We've been making back-ups for others for quite some years now. Before, we were using full back-ups, creating a simple copy of the entire source system for every day of the week. This meant the size of the back-up was seven times the size of the source system. To improve on cost and efficiency, we switched over to incremental back-ups.
This article shows how we found a solution to create incremental back-ups over rsync to a remote location. If you're not interested in the recreation, just copy The Final Script, modify it to your needs and off you go.
This page is an explanation only
This page explains in detail how an incremental backup can be made using rsync. It relies on an idea that has been changed and improved a lot.
If you don't want to learn how it works and just want a working script:
Improved Rsync Incremental Backup script
Basic full back-ups
If you have any experience with Rsync, you might know it's amazingly easy to copy your important files to a back-up location. As the simple example below shows, the logic doesn't really change much if you're using an external disk, a remote server running rsyncd, or running rsync over ssh:
# Rsync to external disk
rsync -av /home/$USER/Doduments /mount/externaldisk/backup
# Rsync to server running rsyncd
rsync -avz /home/$USER/Documents username@backup.perfacilis.com::profilen/Documents
# Rsync to ssh server
rsync -avz /home/$USER/Documents username@ssh.server.com:/backup/Documents
This is as basic as it gets and even though it gets the job done, it's far from a robust solution.
Backing-up multiple folders
Using the magic of a bash script, you can set up an array for the folders you want to back-up and loop trough them:
#!/bin/bash
readonly BACKUP_DIRS=(/etc /home/$USER /root /var/www)
readonly RSYNC_PROFILE="user@backup.perfacilis.com::profile"

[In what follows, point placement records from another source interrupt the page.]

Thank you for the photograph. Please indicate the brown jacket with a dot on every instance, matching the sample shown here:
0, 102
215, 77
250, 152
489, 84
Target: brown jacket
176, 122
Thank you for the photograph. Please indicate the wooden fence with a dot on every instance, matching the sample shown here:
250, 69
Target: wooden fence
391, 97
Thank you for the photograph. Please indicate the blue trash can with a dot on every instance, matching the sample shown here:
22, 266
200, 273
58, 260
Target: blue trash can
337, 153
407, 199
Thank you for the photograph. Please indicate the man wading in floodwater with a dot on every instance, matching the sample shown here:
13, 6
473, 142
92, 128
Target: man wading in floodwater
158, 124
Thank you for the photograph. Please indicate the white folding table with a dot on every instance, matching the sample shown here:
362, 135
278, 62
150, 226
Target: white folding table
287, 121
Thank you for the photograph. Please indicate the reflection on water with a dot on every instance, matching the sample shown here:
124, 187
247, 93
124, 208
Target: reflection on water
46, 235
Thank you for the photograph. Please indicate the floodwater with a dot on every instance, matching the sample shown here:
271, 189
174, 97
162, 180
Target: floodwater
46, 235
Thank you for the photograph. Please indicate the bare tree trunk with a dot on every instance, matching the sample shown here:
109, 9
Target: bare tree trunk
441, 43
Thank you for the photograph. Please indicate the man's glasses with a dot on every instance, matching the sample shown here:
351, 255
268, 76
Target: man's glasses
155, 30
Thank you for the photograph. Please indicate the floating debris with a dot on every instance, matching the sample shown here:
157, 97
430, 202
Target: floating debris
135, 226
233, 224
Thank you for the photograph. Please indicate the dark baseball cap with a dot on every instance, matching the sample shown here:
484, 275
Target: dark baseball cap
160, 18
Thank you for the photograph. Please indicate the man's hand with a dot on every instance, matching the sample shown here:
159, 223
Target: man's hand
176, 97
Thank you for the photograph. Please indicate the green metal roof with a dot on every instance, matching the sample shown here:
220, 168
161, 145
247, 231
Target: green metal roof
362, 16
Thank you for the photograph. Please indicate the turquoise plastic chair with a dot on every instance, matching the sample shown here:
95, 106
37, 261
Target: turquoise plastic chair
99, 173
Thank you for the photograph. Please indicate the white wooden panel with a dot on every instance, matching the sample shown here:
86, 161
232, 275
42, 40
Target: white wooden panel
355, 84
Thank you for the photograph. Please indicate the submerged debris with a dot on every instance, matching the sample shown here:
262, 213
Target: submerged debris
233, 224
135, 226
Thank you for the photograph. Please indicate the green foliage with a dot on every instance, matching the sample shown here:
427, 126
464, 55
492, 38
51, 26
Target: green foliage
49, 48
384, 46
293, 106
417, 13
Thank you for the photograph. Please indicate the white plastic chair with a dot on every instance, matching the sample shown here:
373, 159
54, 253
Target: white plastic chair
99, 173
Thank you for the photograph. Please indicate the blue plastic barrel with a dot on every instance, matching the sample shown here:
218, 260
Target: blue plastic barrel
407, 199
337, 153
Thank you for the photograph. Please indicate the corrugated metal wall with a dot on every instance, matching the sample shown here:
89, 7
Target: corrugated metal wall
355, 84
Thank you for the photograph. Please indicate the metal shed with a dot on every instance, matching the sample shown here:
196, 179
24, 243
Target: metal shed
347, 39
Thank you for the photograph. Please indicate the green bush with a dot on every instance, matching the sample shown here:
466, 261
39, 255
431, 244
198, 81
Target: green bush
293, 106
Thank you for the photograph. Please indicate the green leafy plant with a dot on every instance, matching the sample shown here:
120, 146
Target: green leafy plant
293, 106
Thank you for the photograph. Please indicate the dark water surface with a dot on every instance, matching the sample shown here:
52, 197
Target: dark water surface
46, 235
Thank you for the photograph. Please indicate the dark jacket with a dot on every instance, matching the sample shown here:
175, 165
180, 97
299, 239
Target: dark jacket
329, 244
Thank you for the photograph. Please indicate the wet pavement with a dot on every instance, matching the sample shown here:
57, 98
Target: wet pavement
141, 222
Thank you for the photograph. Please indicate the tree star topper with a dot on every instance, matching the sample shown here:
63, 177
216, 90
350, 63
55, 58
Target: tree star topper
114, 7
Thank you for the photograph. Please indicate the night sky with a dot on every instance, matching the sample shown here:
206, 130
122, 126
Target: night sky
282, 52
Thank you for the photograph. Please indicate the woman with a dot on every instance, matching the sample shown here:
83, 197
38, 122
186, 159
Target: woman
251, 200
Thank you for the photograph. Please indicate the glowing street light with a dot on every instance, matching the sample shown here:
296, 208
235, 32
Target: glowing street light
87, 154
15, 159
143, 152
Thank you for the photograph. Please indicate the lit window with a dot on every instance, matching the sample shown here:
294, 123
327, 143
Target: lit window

readonly RSYNC_DEFAULTS="-avz"
backup_folders() {
local DIR TARGET
for DIR in ${BACKUP_DIRS[@]}; do
TARGET=${DIR/#\//}
TARGET=${TARGET//\//_}
rsync $RSYNC_DEFAULTS $DIR/ $RSYNC_PROFILE/$TARGET
done
}
main() {
backup_folders
}
main
Modify the BACKUP_DIRS
array to your needs, simply separate each folder with a space, save the text as backup.sh
, and simply run it from your command line: bash backup.sh
and your back-up will run. Optionally you can make the file executable running chmod +x backup.sh
, this you can run it, without calling bash: ./backup.sh
.
A note on Bash code clarity
To keep the script clean, I'll be splitting logic into functions, even though this results in more code. Don't forget the last line where main
is called, otherwise nothing will happen. If your script goes weird, use bash -x ./backup.sh
for debugging. Also, you can use man bash
as a language reference.
Automating your back-up
After modifying the example above to your needs, you'll have a very simple back-up solution. Personally, I don't have the discipline to manually run it every day, so let's automate it.
Schedule your back-up using Crontab (if your computer/server is always on)
First, ensure you've saved your back-up script on a location that works for you, for this example we'll use /home/user/backup.sh
. If you've got root access, you can put your back-up script in the system wide crontab using nano /etc/crontab
. Otherwise you can modify your personal crontab using crontab -e
. Then add the following line:
1 1 * * * user bash /home/user/backup.sh
Above example runs every day at 01:01. To change the timing, use man 5 crontab
for more details on the cron-table format.
Optionally can put your back-up script in the /etc/cron.hourly
, /etc/cron.daily
, /etc/cron.weekly
or /etc/cron.monthly
folders instead of using crontab files. Ensure the script file is executable and has no special characters (use man run-parts
for filename restrictions), for example:
mv /home/user/backup.sh /etc/cron.daily/backup
chmod +x /etc/cron.daily/backup
chown $USER /etc/cron.daily/backup
Schedule your back-up on an Interval (optionally, if your computer is not always on)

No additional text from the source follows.